In C (or C++, but we don't speak of that disgrace here), pointers provide some interesting capabilities, but also some challenges, since we may not be able to immediately see from a function definition what may happen with such parameters. Never fear... this notation helps remove any ambiguity.
"<" - Can be used to signify that some pointer is only used to provide some data as input to the function. That is, the data pointed to won't get modified to store some of the outputs of the function.
">" - Can be used to specify that some pointer is used to allow multiple outputs from the function in addition to the function's return values
"<>" - Both symbols can be used to mean that a parameter supplies input to the function when it is first read, and then later it is where output gets piped out again for some reason or another.
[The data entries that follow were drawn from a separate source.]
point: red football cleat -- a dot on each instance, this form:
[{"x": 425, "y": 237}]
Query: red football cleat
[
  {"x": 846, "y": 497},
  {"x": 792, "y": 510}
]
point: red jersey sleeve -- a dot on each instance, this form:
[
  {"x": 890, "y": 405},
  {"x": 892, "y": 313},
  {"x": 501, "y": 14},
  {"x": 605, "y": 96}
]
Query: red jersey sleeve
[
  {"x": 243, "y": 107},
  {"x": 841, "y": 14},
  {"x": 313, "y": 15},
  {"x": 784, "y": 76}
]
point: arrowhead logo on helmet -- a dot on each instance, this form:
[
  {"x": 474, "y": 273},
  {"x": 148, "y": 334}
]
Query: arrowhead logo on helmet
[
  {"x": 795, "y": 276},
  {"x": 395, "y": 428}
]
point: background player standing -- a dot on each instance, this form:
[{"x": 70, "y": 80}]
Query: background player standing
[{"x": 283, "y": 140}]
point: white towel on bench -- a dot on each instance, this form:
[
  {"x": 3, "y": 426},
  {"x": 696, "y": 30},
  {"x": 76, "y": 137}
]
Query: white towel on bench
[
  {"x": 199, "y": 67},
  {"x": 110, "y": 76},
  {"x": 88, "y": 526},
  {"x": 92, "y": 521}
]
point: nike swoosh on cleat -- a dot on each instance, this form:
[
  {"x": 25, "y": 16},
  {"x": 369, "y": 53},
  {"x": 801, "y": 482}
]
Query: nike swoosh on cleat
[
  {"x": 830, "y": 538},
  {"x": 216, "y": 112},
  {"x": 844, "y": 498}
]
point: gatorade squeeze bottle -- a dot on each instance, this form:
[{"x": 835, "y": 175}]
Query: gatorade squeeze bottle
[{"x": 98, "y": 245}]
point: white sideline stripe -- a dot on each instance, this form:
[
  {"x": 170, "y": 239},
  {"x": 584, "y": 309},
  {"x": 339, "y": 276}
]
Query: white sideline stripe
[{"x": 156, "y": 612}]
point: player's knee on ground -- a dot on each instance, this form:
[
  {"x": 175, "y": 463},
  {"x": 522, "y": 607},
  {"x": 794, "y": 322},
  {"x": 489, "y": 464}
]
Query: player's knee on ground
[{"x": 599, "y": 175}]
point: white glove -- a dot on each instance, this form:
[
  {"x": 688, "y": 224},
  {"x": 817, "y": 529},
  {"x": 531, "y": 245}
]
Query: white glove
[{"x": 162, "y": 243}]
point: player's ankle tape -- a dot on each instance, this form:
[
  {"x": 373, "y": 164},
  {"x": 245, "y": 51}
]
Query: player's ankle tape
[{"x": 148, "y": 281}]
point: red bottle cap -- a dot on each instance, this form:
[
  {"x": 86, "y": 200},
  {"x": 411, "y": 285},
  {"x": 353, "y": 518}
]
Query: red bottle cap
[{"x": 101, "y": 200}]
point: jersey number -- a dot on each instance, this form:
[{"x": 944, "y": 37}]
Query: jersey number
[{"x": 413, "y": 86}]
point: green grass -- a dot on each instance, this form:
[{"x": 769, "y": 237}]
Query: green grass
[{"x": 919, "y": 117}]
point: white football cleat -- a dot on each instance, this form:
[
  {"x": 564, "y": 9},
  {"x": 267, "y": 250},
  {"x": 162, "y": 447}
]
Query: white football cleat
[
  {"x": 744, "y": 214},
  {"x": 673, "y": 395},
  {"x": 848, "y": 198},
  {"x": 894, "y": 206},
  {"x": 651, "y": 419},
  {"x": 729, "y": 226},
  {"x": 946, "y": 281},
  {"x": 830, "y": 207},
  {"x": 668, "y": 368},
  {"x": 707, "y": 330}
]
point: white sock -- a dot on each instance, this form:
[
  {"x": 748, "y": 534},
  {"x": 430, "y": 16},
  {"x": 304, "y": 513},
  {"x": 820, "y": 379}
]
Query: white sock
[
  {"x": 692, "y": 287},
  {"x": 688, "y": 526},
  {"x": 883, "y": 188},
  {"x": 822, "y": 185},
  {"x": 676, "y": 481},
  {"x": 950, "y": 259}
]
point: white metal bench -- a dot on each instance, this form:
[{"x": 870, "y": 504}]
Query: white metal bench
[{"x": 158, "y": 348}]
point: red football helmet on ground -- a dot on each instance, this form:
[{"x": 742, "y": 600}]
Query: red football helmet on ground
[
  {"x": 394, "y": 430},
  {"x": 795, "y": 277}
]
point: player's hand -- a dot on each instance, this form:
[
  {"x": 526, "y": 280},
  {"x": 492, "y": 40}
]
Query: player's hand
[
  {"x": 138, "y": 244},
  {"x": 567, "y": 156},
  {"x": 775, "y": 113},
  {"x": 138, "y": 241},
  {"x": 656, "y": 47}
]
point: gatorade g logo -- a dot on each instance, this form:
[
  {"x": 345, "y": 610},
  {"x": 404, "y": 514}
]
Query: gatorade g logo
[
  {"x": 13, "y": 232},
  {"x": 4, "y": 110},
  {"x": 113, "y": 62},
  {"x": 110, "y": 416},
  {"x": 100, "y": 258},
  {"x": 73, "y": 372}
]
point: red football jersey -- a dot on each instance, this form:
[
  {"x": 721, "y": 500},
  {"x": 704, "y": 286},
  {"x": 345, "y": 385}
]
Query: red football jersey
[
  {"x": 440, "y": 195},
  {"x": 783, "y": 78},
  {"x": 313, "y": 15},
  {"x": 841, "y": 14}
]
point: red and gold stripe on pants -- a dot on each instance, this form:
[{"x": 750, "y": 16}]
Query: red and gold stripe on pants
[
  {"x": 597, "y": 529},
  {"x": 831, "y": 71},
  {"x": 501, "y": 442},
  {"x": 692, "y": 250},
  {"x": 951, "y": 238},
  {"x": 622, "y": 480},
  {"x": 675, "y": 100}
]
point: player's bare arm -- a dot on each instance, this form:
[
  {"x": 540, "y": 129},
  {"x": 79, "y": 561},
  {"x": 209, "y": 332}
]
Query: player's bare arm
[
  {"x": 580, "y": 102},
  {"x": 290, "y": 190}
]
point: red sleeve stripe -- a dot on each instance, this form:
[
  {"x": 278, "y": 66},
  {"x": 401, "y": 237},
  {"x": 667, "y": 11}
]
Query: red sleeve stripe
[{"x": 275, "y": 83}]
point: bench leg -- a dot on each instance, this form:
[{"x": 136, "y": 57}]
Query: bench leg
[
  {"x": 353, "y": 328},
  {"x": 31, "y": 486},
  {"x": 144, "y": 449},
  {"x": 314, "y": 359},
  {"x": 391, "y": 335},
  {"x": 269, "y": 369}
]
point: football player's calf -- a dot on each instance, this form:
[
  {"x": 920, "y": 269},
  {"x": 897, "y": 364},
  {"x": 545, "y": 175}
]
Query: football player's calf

In general, this is probably not such good practice for simple variables, though it may be more commonplace + acceptable for pointers to structs which get modified as well as containing some variables which affect the result.

Let's see these things in practice then:
/* A silly contrived example
 * ! This may modify the generator state
 *
 * <> rng: (GeneratorState) 
 * > s1: (BigNum) part of seed vector
 * > s2: (BigNum) part of seed vector
 * > s3: (BigNum) part of seed vector
 * < (offs): (BigNum) offset to generator state after reading 
 * < (errBuff): (ErrorBuffer) junk basket
 * > return: (bool) whether a seed was successfully retrieved
 */
bool RNG_getSeedVector(GeneratorState *rng, BigNum *s1, BigNum *s2, BigNum *s3, BigNum offs=0, ErrorBuffer *errBuff=NULL)
{
    if (rng == NULL) return False;
    *s1 = rng->buf[0]; 
    *s2 = rng->buf[1]; 
    *s3 = rng->buf[2];
    if (offs) RNG_setOffset(rng, offs, errBuff);
    return True;
}
This example is really junk-code, but does show some more interesting aspects to this documenting system that I wanted to point out.
1) "!" symbol can be used on a line immediately following the initial description of a function to specify some cautionary notes that should be headed (i.e. things that should be done before calling the function, or warnings about side-effects).
2) Bracketing parameter names with "(...)" basically means that that parameter is an "optional" parameter - you can pass a value if you want, but you don't have to.

Future extensions/details to be fleshed out:
- Relational links/tags, such as labelling functions as being "helper" functions for such-and-such routine.
- Labelling which interface some functions are implementing (for OO-stuff), which is useful for identifying what isn't being overridden :)
- Imposing a formalised system of decorating chunks of code so that ordering of code within a file matters (related code is placed together), such that this can feature in the generated docs
- Actually implementing an intelligent parser for this that works on C-like and Python code (and/or is flexible for extension to other languages), and is able to generate HTML doc pages from this for browsing later. A key ability of this parser would be automatically inferring necessary information from the code instead of having this needing to be explicitly spelled out in doc comments using tags.

1 comment:

  1. I like the proposal on in/out params. I really feel like doxygen is just bogus distraction to coding, although I like the idea that it's trying to achieve. Thanks for the article!